The Dispute Resolution Center (DRC) I’m affiliated with serves my entire county and handles a wide range of cases: parenting plans and asset division for divorcing couples, but also parent-youth conflicts, HOA and workplace disputes, landlord-tenant issues, and cases diverted from Small Claims Court.
It’ll take me another six months to re-certify as a full mediator. The process is appropriately rigorous, involving coursework, observations, mock sessions, and mentored mediations. I first became certified over a decade ago, but quickly realized, with small children and a big job, that the public service phase of my life would need to come later. (The DRC has a small paid staff, but most of the mediators are volunteers.)
I’m drawn to mediation work for the same reason I was drawn to corporate crisis management (my first career) and business building (my current career): the sheer intensity of it. I’ve always loved work that demands total concentration and triggers that blissful state known as flow.
Right now, mediation also works for me on a purely practical level: the commitment is case by case, so if I suddenly needed to return to the business trenches full-time, I could. It also fits with my family obligations, which spike and ebb in that deeply human, unpredictable way.
Lastly—and this is what I most want to explore with others who feel called to engage with this political moment—I like that mediation lets me zoom in and out.
By zooming in, I mean working at the most intimate scale, person to person—helping (on a good day, anyway) to repair and strengthen my community, one hairline fracture at a time.
By zooming out, I mean focusing on patterns that emerge across cases: economic insecurity, unemployment, substance abuse—the kinds of stressors, incidentally, that can make communities vulnerable to wannabe autocrats.

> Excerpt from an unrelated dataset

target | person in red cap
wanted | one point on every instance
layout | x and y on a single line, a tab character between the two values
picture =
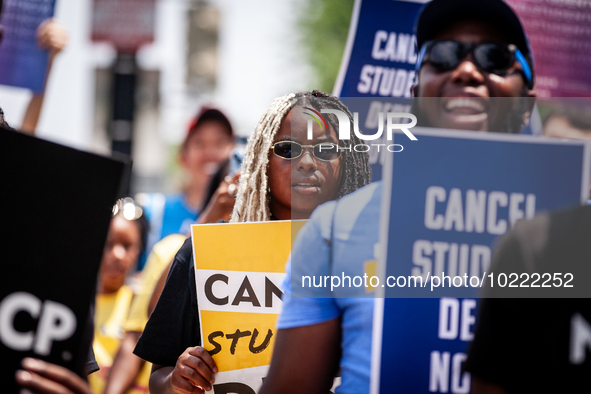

To me, zooming out means asking what policies or programs might help and perhaps, in time, taking on new roles—in politics or advocacy—aimed at systemic change.
I don’t yet know whether I’ll eventually have to choose between zooming in and zooming out—or which path will make the most sense if I do. For now, sitting with real people working through real problems is as valuable an educational experience as I have ever had.
What about you? When you find yourself thinking “what now,” are you more inclined to zoom in—or zoom out? Why? Is it a personality thing? Is it a function of your own stresses and constraints? Or do you have a different framework entirely? I’d love to hear it.
Kate
Image: Many mediations are done in person but some, including those where the parties have a history of domestic violence, are done via Zoom. When I’m in a Zoom mediation in my home office, I put this sign on my door, so the kids don’t barge in. The first time, my daughter read it as “meditation in process” and, since I am the least chill person she knows, she was perplexed. For my part, I was like: I'm the one who got kicked out of a yoga class. Me meditating—as in ommm—for 5+ hours??? Do you not know me? Ah well—at least we know a good DRC where we can work through our misunderstandings.